A.V. Dockery's Letter to the Editor About Senator Butler, 1910


A Letter to the Editor of the Union Republican, September, 1910

Mr. Editor—It is the rottenest sort of folly for the News and Observer and other Democratic papers to attempt to deceive the people by asserting that Senator Butler is an element of weakness to the Republican party.

Everybody who knows anything about the political history of the State knows that Butler is a broadminded, sagacious statesman who sees into the future and guides popular will instead of supinely following temporary drifts of public opinion; and foe as well as friend credits him with equal if not superior political cunning to Senator Simmons.

What has he accomplished in the political arena? Sampson county was once a hard and fast Democratic county, now gives a steady Republican majority of 1,000. This does not weaken the Republican cause.

In 1894, Butler alone practically wrested the State from Democratic control, and turned it over to the Republicans. Was he a source of weakness then?

In 1898 section of the Democratic party made a desperate effort to take the party over to Butler. Josephus Daniels was on the committee of conference, and led the fight to throw the party at Butler’s feet!
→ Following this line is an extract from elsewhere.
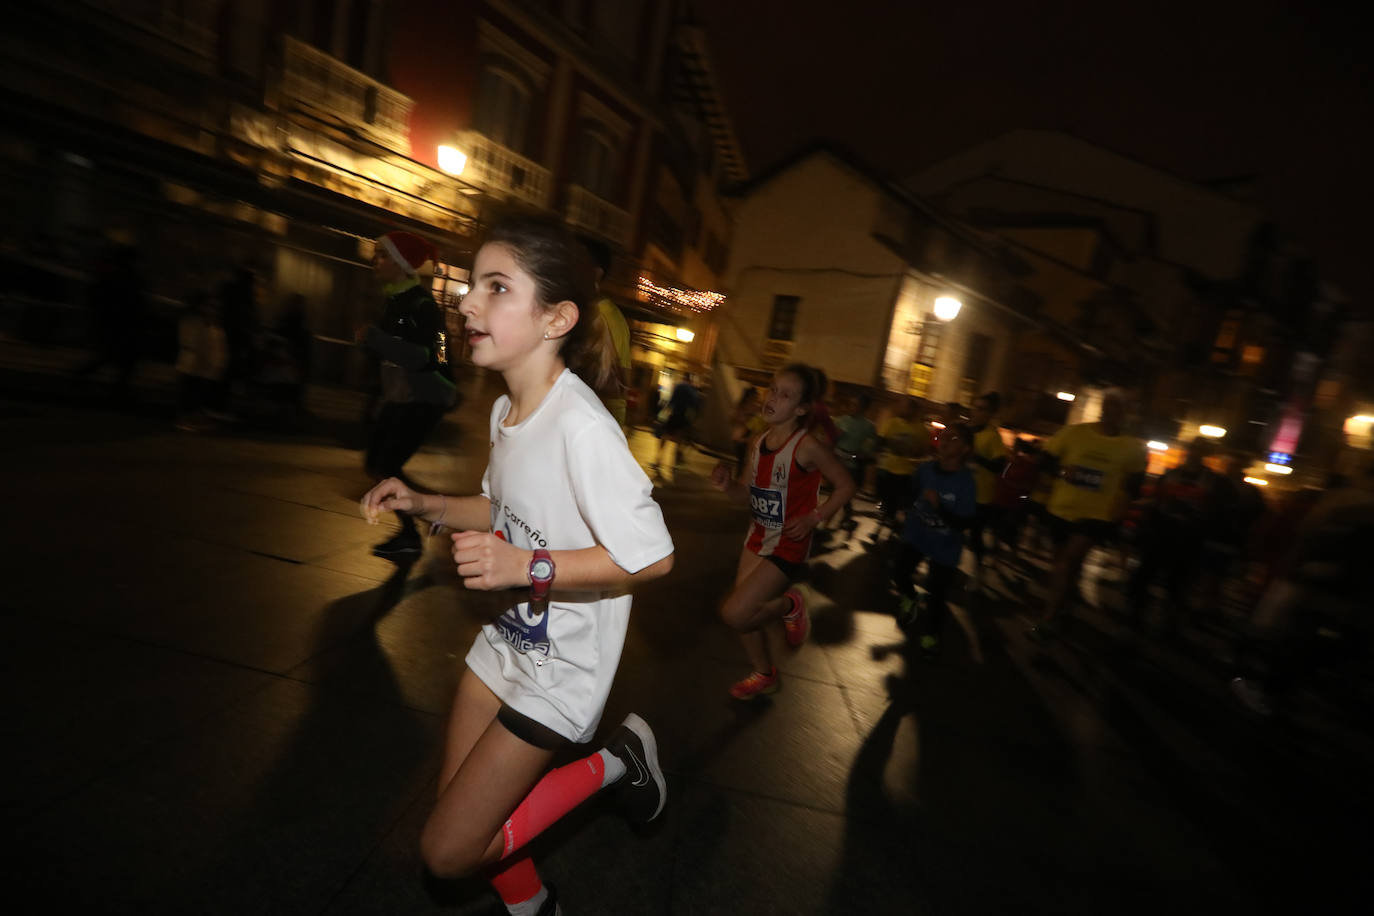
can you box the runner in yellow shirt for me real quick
[967,391,1011,591]
[1028,390,1147,641]
[874,398,929,532]
[584,239,632,427]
But for the earnest effort of Jarvis, Simmons, and the brave old Buck Kitchin, Butler might have been made the high muck-a-muck of the Danielites.

This was only 12 years ago that Butler was sufficiently great to be worshipped by Josephus Daniels!
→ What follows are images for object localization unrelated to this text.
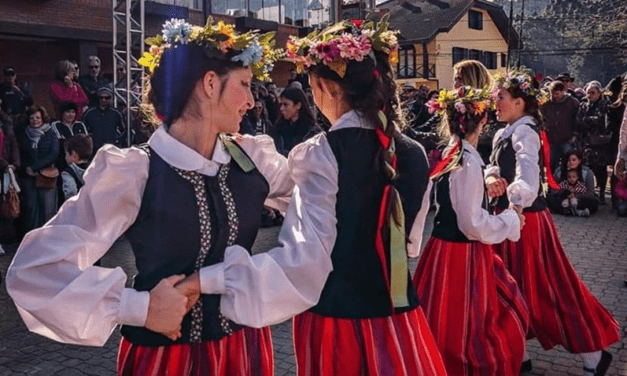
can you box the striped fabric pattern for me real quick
[414,237,529,376]
[494,209,620,353]
[117,327,273,376]
[293,307,448,376]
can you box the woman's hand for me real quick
[511,205,525,230]
[615,158,626,180]
[145,274,188,341]
[175,272,201,312]
[486,176,508,198]
[26,167,37,177]
[63,75,73,87]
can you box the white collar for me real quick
[147,126,231,177]
[500,115,535,139]
[328,110,375,132]
[461,139,484,166]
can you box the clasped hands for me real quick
[143,272,201,341]
[485,176,525,229]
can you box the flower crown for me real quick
[138,18,283,81]
[428,86,495,125]
[494,70,550,105]
[285,14,399,78]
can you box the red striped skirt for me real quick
[494,209,620,353]
[117,327,273,376]
[413,237,529,376]
[292,307,447,376]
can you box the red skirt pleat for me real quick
[413,237,529,376]
[293,307,448,376]
[494,209,620,353]
[117,327,274,376]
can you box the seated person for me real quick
[548,149,598,215]
[558,169,590,217]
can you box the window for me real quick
[468,10,483,30]
[483,52,497,69]
[397,47,416,78]
[501,53,508,68]
[452,47,468,65]
[469,49,482,61]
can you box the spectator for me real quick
[0,109,21,244]
[0,66,33,127]
[263,82,279,124]
[557,72,577,93]
[61,134,92,202]
[274,86,319,155]
[50,60,88,120]
[78,56,111,108]
[548,149,598,215]
[19,106,59,233]
[613,84,627,182]
[558,169,591,217]
[82,87,124,153]
[251,99,272,135]
[70,60,80,82]
[579,80,611,204]
[51,101,89,170]
[606,76,624,208]
[541,80,580,172]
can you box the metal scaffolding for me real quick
[112,0,145,147]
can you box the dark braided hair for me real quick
[309,48,404,225]
[499,75,544,128]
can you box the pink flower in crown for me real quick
[454,102,467,114]
[150,46,161,55]
[427,98,440,114]
[520,81,530,91]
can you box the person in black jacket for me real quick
[274,86,319,155]
[19,106,59,233]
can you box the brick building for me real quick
[0,0,300,119]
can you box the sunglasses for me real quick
[99,96,111,100]
[89,66,100,69]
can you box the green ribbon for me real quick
[390,191,409,308]
[220,134,256,173]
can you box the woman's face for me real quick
[453,69,463,89]
[494,87,524,124]
[62,109,76,124]
[29,111,43,128]
[211,68,254,133]
[253,100,264,119]
[279,97,300,122]
[567,154,581,169]
[586,86,601,103]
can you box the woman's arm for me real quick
[452,151,520,244]
[6,146,160,346]
[507,124,541,208]
[183,133,338,328]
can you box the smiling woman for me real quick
[7,18,339,376]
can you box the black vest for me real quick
[310,129,428,318]
[121,146,269,346]
[490,126,546,212]
[432,152,488,242]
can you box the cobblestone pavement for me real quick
[1,205,626,375]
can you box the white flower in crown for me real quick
[232,38,264,66]
[162,19,193,44]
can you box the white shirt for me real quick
[484,115,541,209]
[7,126,337,346]
[449,140,520,244]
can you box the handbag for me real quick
[0,169,20,219]
[35,165,59,189]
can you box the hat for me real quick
[557,72,572,81]
[3,66,15,76]
[402,82,416,90]
[96,86,112,97]
[59,101,79,115]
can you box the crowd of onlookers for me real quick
[0,57,128,252]
[401,71,627,218]
[1,59,626,253]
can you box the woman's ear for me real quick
[202,71,219,100]
[319,76,341,99]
What has now caused the change of attitude, wherein Daniels affects to belittle the influence of Butler?

Everybody knows that it never has been the policy of the News and Observer to throw rocks at sparrows. The great brain and adroit hand of Butler is more feared than any other Republican, and it is now attempted to discount such power through artful deception. That game cannot be worked, however, because the people have taken Senator Butler’s measure and they know what a big and successful man he is.

His one term in the U.S. Senate gained for him a nationwide reputation that no other Southerner ever attained in so short a time.

While not assuming a lead this year, he is willingly lending his ability towards wrenching North Carolina from the thralldom of a democratic official dynasty that has become officious in its tenacity of power.

This is a bad year for big bosses, and Josephus Daniels’ hour has struck when his whip-crack shall no longer make its smart felt.

The people are in unrest. They are more intelligent, are able to decide what they need, and are determined to assert their rights without question or direction.

The aristocratic oligarchy which controls this State is doomed; it must give place to younger folks, to men fresh from the fields, the offices, and the workshops.

Officialism can no longer signify the divine right to rule by inheritance nor a wholesale family connection with the pie-counter.

                                --A.V. Dockery

P.S. Butler is the father of the rural delivery system, having advocated it before E.W. Pou went to Congress.